#5: My father
I’d write a better excerpt about my Old Man, but I don’t even think he’s even worth that effort.
Ever since he left my life, I have never once called him “Dad.” He is always referred to as “Old Man”….if I refer to him at all. If people ever notice that I never talk about him and ask about his whereabouts, I simply answer that I won’t discuss that subject. But today I speak.
My father’s side has been cursed with Huntington’s Disease which has a 50% success rate of being passed down to offspring. My grandfather got it in his fifties or so. Old Man got it far sooner during his thirties/forties. So if I have it and that trend continues, I could have it….right around now.
There is a test I can take to determine if I have Huntington’s, but risky as health insurance companies can use the results to deny you coverage. This is known as “genetic discrimination.” Even though GINA (Genetic Information Nondiscrimination Act) was passed in 2007, it is still a concern to people like me. Health insurance companies are crooked; they will find loopholes and excuses around things. Whether you trust his filmmaking or not, I recommend Michael Moore’s movie Sicko which deals with the subject of corrupt healthcare.
This is an unfair burden to have been placed upon my shoulders. People are born to two healthy parents all the time, why not me? I can’t imagine how it would be if I were to get married and had kids. What would my wife think as she continued to watch her once strong, proud and handsome husband degenerate into a drooling, shaking vegetable? What would I tell my kids if they came up to me and asked with worry in their eyes and ask “Am I going to get it too?” How the hell do you look your kids in the eye and answer something like that?
My selfish father had absolutely no right to procreate. If I have the disease, then I’m going to have to be responsible where he wasn’t and not procreate. I can still have protected sex (for as long as I can), but I cannot pass this down to another child. I am the very last member of my bloodline still alive, and that will end with me if I wish it so.
But it may not have to come to that, there is hope. Unlike Old Man, I live in a more modern world where scientific and medical advances are coming closer and closer to a cure. There is also a strong possibility I don’t have it to begin with and I escaped my grandfather and father’s fate. I also take comfort in the fact that I am ALL my mother. I look just like her; most of my genes had to have come from her.
Unfortunately things are not so rosy on my mother’s side, either.
Honey Says:
March 27th, 2008 at 8:23 pm
Oh, The Virgin, I feel for you! Believe it or not my mother (and her father) had a genetic disease that is very similar to HD. Fortunately advances in genetic coding mean that, if they haven’t already, they are working to identify the affected genes.
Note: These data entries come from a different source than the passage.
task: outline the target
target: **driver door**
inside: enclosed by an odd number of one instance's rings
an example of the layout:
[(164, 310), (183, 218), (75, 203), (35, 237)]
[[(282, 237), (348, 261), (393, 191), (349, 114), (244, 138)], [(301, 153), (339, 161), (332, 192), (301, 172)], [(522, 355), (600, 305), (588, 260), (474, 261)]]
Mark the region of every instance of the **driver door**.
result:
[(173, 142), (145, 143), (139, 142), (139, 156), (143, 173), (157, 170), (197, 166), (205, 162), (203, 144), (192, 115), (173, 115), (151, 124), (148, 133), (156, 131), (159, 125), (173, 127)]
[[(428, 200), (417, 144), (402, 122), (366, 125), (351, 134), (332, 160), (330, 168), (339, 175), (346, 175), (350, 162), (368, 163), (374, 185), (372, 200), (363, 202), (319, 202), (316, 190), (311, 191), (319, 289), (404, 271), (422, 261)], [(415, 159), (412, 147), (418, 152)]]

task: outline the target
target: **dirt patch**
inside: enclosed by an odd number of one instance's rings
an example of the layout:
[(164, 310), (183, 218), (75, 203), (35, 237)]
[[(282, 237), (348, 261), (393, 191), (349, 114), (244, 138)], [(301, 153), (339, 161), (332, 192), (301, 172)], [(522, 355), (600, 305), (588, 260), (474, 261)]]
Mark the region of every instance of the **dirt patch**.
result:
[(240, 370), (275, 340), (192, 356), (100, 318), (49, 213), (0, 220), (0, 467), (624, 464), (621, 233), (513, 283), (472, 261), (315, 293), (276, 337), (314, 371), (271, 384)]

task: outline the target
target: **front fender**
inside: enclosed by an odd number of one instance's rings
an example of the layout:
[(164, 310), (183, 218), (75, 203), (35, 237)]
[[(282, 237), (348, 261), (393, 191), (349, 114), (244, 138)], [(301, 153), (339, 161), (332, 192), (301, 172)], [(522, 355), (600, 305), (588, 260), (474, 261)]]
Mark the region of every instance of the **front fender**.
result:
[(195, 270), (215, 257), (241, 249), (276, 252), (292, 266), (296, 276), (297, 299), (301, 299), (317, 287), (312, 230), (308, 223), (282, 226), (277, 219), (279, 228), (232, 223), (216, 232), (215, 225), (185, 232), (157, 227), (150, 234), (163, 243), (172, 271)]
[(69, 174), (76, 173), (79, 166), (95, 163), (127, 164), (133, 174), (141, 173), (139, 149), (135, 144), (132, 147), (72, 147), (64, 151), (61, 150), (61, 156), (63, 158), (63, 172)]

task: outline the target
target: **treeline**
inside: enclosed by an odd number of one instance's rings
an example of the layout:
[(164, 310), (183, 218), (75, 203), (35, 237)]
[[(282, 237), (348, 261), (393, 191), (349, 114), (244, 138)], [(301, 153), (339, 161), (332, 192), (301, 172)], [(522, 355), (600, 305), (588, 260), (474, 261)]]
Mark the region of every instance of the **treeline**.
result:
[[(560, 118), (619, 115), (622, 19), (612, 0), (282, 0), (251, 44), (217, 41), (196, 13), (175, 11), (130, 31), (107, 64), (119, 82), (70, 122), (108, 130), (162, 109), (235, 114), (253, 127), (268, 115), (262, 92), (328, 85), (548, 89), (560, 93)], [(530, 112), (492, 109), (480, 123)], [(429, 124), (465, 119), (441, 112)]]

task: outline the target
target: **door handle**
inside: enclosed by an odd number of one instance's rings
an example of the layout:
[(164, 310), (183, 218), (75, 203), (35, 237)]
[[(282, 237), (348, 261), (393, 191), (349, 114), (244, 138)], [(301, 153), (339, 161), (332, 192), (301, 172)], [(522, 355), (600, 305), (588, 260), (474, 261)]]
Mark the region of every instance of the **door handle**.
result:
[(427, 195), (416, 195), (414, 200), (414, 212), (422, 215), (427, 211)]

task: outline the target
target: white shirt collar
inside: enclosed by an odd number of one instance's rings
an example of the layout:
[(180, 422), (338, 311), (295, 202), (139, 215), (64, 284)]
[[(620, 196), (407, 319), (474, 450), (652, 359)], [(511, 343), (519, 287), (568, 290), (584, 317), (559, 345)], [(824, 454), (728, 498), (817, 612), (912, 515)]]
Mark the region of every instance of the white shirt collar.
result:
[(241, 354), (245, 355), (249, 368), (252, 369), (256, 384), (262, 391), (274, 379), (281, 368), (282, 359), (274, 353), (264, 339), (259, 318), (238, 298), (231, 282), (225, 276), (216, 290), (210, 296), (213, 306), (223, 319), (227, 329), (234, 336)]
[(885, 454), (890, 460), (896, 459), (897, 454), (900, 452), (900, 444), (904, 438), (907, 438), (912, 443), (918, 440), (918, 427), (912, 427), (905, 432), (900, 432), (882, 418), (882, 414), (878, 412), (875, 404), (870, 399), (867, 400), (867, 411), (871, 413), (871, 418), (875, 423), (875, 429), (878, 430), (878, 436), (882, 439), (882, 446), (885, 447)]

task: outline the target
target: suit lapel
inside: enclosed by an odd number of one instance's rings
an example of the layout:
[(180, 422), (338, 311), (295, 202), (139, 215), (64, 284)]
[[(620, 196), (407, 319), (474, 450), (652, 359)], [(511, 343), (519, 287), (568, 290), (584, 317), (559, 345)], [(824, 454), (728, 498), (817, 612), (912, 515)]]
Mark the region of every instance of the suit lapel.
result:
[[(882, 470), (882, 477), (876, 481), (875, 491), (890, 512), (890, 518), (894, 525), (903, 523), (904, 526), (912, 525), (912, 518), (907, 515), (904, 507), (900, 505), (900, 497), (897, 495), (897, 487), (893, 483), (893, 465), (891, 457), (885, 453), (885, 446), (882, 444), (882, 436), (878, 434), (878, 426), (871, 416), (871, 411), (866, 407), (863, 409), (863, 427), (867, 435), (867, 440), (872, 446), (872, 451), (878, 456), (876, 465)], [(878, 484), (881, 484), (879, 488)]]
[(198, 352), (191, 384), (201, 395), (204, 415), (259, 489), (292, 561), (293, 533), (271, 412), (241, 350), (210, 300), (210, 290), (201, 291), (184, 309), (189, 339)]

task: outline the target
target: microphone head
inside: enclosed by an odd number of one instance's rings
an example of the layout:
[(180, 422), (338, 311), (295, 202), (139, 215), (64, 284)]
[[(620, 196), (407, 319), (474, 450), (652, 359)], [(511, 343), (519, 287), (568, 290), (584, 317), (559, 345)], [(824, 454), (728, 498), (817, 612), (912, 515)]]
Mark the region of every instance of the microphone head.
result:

Additionally, scientists have developed what they call small interfering RNA (siRNA) which, while it won’t change your genes (which is the only way it could be “cured”) show GREAT promise in permanently suppressing all symptoms.
But I agree with you that insurance companies’ exclusion policies make it a bad idea to get tested. I’m fortunate in that me and my BF don’t want children anyway, so unless and until federal laws change, there’s no incentive for me to get tested.
Honey Says:
March 27th, 2008 at 8:27 pm
That is unfortunate, but geneticists are busily identifying genes from these sorts of inherited diseasees all the time, and small interfering RNA (siRNA) shows great promise in (if not curing these diseases, as they can’t alter your genetic makeup) permanently suppressing any symptoms.